What drove the market?

The S&P 500 notched a fresh record close on Tuesday, setting a new high-water mark for an index that tracks many of the nation’s biggest corporations.

Despite continuing concerns about the trajectory of the pandemic, the shape of the economic recovery and political turmoil in the U.S., it also marked the S&P 500’s quickest turnaround from bear-market territory in history, according to Dow Jones Market Data.

“Our feeling is that a good deal of the easy lifting is behind us,” said Michael Hans, chief investment officer at Clarfeld Citizens Private Wealth, after the S&P 500 also briefly carved out its first intraday record since Feb. 19.

“We have a resilient consumer, and benchmarks are back to all-time highs,” he told MarketWatch, but also added that it’s unclear what improvements in consumer spending, the labor markets and economic activity can be sustained without ongoing monetary and fiscal support.

“The expectation is that policy will not be in place forever,” he said.

Two of the nation’s biggest retailers reported second-quarter results that beat expectations, giving stock benchmarks a temporary boost.
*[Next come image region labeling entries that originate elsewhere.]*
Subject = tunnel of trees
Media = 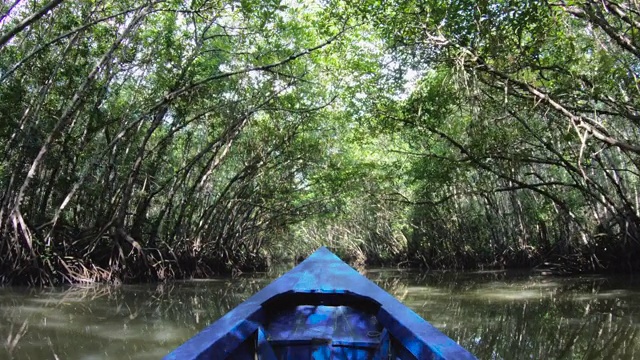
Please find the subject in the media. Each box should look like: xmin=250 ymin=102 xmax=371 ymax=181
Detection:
xmin=0 ymin=0 xmax=640 ymax=284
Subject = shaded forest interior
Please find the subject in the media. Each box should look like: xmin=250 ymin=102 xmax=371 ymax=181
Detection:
xmin=0 ymin=0 xmax=640 ymax=284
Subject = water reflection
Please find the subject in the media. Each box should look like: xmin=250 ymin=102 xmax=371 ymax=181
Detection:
xmin=368 ymin=273 xmax=640 ymax=359
xmin=0 ymin=270 xmax=640 ymax=359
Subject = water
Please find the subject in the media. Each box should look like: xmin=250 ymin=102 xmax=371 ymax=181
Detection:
xmin=0 ymin=270 xmax=640 ymax=359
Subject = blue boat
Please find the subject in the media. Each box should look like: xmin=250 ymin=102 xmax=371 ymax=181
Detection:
xmin=165 ymin=247 xmax=475 ymax=360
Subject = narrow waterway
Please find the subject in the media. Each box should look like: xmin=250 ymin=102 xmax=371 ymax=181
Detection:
xmin=0 ymin=269 xmax=640 ymax=360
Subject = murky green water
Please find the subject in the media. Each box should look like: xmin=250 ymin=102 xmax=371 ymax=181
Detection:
xmin=0 ymin=270 xmax=640 ymax=359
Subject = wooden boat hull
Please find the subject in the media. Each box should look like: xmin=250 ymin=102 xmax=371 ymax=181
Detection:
xmin=165 ymin=248 xmax=475 ymax=360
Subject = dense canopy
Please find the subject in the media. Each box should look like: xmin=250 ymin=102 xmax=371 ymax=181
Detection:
xmin=0 ymin=0 xmax=640 ymax=283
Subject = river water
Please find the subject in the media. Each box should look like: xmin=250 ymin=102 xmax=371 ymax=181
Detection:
xmin=0 ymin=269 xmax=640 ymax=360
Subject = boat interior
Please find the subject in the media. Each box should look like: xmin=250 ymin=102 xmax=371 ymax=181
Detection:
xmin=229 ymin=293 xmax=415 ymax=360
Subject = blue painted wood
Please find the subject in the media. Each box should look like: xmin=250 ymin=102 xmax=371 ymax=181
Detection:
xmin=256 ymin=328 xmax=278 ymax=360
xmin=165 ymin=247 xmax=475 ymax=360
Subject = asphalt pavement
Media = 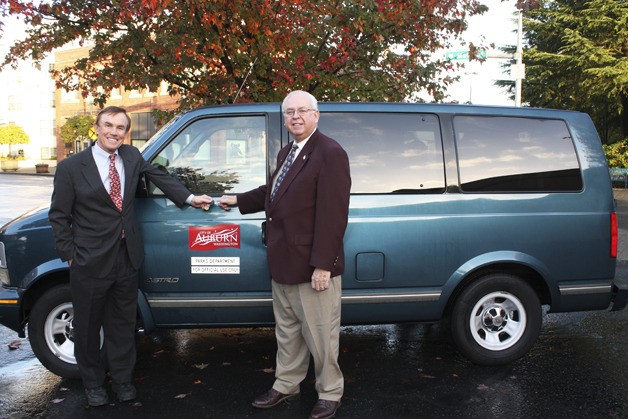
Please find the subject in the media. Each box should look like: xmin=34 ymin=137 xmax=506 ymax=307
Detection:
xmin=0 ymin=168 xmax=628 ymax=419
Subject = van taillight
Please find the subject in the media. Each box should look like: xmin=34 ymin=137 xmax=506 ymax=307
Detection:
xmin=611 ymin=212 xmax=618 ymax=258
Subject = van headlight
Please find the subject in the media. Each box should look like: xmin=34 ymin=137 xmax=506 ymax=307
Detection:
xmin=0 ymin=268 xmax=11 ymax=287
Shares of Walmart Inc. US:WMT and Home Depot Inc. US:HD briefly surged to record territory, but closed lower.

Many retailers have been leveled by business closures imposed due to the COVID-19 pandemic, although Home Depot and Walmart have found some support from consumers focusing on home-improvement projects and general shopping needs. Walmart sells about 25% of all groceries bought in the U.S. and its results have been boosted by its partnership with Instacart, an internet startup for grocery deliveries.
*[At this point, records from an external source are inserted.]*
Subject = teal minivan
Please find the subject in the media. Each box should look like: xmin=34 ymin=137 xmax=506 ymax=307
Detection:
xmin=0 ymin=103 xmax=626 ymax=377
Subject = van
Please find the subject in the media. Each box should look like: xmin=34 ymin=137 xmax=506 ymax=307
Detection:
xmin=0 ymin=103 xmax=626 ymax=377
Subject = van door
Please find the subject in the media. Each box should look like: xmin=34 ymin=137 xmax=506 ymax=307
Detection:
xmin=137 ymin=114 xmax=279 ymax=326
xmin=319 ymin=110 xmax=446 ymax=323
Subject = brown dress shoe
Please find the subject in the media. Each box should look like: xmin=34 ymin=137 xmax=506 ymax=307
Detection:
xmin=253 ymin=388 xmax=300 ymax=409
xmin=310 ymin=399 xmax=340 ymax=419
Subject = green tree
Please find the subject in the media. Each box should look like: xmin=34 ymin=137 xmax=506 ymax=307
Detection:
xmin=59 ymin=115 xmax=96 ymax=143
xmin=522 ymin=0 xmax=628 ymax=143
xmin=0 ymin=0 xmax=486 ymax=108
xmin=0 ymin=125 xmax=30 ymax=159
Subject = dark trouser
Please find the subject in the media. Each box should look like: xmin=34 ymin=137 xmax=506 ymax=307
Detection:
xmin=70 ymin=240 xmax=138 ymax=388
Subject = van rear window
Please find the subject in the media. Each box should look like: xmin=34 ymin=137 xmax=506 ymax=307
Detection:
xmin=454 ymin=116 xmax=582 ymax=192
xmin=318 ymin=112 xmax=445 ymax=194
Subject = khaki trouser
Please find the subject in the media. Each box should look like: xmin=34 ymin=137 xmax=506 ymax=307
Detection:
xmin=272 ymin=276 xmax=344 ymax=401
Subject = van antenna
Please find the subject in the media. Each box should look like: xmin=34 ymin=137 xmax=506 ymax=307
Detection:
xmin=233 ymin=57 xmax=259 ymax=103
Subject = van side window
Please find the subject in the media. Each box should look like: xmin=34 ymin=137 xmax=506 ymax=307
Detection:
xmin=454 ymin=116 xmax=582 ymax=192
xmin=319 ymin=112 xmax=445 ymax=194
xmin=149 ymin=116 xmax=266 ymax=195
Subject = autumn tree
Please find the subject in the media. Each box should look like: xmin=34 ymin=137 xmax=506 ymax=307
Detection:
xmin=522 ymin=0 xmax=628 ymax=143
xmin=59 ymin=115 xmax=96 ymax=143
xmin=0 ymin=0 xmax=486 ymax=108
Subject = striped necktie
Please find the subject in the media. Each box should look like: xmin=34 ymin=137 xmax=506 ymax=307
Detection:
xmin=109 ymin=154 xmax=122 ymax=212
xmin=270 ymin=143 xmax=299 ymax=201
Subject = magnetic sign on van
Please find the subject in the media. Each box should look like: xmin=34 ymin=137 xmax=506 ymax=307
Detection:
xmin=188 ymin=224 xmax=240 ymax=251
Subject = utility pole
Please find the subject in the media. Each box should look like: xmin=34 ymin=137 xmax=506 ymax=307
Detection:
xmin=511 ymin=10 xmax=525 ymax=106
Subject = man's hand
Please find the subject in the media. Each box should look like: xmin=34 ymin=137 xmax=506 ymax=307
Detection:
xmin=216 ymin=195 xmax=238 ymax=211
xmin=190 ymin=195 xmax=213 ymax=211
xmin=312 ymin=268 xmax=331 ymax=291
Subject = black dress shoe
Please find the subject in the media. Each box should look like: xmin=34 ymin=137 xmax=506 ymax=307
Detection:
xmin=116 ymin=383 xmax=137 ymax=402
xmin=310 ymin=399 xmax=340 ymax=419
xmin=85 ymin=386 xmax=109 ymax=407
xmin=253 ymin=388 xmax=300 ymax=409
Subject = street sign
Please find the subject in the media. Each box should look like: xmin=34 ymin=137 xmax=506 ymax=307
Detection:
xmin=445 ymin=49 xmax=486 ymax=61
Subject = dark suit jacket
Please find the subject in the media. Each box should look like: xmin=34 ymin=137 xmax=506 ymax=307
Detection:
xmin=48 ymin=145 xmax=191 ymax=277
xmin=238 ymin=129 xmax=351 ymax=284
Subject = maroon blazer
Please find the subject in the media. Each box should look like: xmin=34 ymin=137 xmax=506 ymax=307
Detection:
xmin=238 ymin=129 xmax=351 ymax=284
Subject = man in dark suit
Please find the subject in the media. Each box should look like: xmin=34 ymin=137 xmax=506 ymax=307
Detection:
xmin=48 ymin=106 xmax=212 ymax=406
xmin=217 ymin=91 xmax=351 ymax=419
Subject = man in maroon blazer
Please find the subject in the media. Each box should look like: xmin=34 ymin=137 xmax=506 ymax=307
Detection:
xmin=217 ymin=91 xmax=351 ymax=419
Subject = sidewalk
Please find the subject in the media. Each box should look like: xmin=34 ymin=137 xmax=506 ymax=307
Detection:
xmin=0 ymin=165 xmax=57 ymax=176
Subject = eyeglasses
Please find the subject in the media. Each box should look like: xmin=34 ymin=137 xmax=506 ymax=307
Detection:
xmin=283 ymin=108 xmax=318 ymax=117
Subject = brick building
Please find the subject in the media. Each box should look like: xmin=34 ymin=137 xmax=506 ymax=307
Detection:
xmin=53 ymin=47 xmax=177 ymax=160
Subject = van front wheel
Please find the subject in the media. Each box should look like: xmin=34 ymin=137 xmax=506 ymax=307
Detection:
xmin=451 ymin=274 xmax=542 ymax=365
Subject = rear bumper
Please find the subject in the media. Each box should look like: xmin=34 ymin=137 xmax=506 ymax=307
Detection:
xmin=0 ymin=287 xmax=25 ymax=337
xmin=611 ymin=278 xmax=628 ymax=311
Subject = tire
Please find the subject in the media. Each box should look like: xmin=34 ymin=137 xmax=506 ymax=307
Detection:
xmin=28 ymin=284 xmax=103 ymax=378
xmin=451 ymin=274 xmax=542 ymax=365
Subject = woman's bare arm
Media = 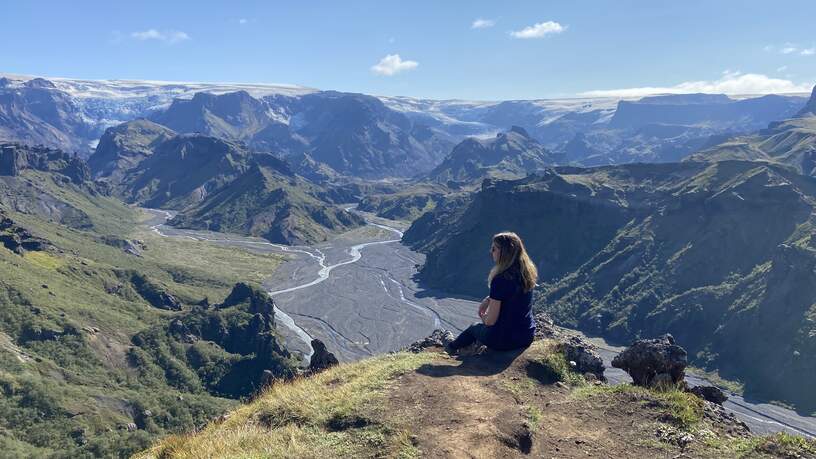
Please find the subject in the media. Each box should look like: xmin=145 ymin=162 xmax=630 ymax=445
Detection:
xmin=482 ymin=298 xmax=501 ymax=327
In economic reports, U.S. home builders began construction on homes at a seasonally-adjusted annual rate of 1.496 million in July, up 22.6% from the previous month and 23.4% from a year ago, the U.S. Census Bureau reported Tuesday, underscoring a powerful turnaround for coronavirus-stricken market.

Increases in both single-family and multifamily starts contributed to the increase. Permitting activity occurred at a seasonally-adjusted annual rate of 1.495 million, up 18.8% from June and 9.4% from July 2019.
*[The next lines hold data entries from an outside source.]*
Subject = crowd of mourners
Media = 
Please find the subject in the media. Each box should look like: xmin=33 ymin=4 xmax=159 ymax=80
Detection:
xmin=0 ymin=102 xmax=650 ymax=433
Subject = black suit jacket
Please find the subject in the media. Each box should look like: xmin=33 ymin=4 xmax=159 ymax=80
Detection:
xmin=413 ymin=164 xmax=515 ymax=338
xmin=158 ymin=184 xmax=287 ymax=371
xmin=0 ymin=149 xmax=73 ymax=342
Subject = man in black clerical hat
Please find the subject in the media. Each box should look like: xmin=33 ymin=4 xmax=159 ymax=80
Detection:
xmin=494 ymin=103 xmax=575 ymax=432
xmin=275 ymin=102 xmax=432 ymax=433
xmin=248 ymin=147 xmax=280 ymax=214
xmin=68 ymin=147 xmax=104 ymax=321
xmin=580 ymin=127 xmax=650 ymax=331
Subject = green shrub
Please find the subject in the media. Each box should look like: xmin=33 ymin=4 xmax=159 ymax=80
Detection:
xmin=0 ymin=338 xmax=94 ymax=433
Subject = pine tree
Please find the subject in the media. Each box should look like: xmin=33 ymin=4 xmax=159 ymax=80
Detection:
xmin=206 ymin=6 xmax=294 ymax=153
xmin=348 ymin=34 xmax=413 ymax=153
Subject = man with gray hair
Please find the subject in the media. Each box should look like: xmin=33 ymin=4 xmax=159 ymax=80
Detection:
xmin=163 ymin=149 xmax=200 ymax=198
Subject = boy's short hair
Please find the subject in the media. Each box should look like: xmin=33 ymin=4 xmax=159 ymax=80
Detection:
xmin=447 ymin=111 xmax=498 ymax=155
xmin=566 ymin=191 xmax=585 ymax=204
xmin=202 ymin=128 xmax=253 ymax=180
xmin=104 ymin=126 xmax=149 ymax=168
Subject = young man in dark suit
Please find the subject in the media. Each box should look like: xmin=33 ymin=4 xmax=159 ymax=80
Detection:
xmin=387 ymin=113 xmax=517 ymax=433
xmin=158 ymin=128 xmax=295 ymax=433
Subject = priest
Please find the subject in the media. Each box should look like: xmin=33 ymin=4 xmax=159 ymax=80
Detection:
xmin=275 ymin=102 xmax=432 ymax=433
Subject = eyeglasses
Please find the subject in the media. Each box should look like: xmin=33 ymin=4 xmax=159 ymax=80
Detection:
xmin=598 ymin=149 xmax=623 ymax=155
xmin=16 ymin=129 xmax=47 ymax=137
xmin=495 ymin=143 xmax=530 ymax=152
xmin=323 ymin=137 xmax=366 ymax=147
Chris Zaccarelli, chief investment officer at Independent Advisor Alliance, pointed to the “massive amounts of liquidity that the Federal Reserve has injected into the system” as a catalyst for “the stunning recovery that we have just witnessed,” in emailed commentary, that also warned of numerous headwinds, including high unemployment, that could drag on the market.

As U.S. economic activity slowly recovers from the coronavirus crisis, investors have begun to point to “political disarray” in America as a reason for the U.S. dollar’s recent decline.

Treasury Secretary Steven Mnuchin, in a CNBC interview, said the economy is doing better as more businesses reopen, but that President Donald Trump wants Congress to do more. “He wants us to provide money for kids and jobs, and a second round of the PPP and direct payments are a clear part of that,” he said of the Treasury’s hallmark Paycheck Protection Program to help small businesses cover payroll during the pandemic.

Meanwhile, Senate Republicans were expected to soon introduce a “skinny” coronavirus relief plan that also includes $10 billion for the U.S. Postal Service, which now sits at the heart a controversy over mail-in voting for the general elections on Nov. 3, according to several news reports. It is unclear if the new proposal will help break an impasse between the two political parties after $600 a week in extra unemployment benefits expired at the end of July.

The Republican proposal includes a $300-a-week enhanced unemployment benefit, money for small-business aid, and protection for employers against lawsuits stemming from COVID-19 infections, according to Bloomberg.

Several Democratic state attorneys general also said Tuesday they plan to sue the Trump administration to thwart any changes to the U.S. Postal Service that could hamper mail-in voting for the upcoming election. Postmaster General Louis DeJoy pledged that the mail service is ready today to handle all of the mail-in ballots it receives in November.

Also on investors’ radar, the U.S. has imposed fresh restrictions on Huawei, after President Donald Trump again said the China technology group’s products are spyware.